The Bauer BAD-12 Gyrotrainer is a Czech autogyro, designed and produced by Bauer Avion of Prague. The aircraft is supplied as a complete ready-to-fly-aircraft.

==Design and development==
The BAD-12 Gyrotrainer features a single main rotor, a two seats in tandem open cockpit with a windshield, tricycle landing gear with wheel pants, a triple tail and a four-cylinder, air and liquid-cooled, four-stroke, dual-ignition 100 hp Rotax 912ULS engine in pusher configuration. The turbocharged 115 hp Rotax 914 and Subaru EJ22 are optional engines.

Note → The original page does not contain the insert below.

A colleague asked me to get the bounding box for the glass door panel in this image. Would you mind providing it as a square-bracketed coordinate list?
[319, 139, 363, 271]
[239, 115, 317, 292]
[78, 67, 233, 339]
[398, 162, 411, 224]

The aircraft fuselage is made from tubing, while the cockpit fairing is composite. The main rotor has a diameter of Its 8.70 m. The BAD-12 has an empty weight of 284 kg and a gross weight of 450 kg, giving a useful load of 166 kg. The tricycle landing gear is supplemented with a small tailwheel to prevent dragging the tail on take-off. The tailboom has a bend in it to permit the installation of larger and more efficient propellers.

==Variants==
- BAD-12 Gyrotrainer
Base open cockpit model.
- BAD-12 Gyrotrainer C
Cabine model with a fully enclosed fairing.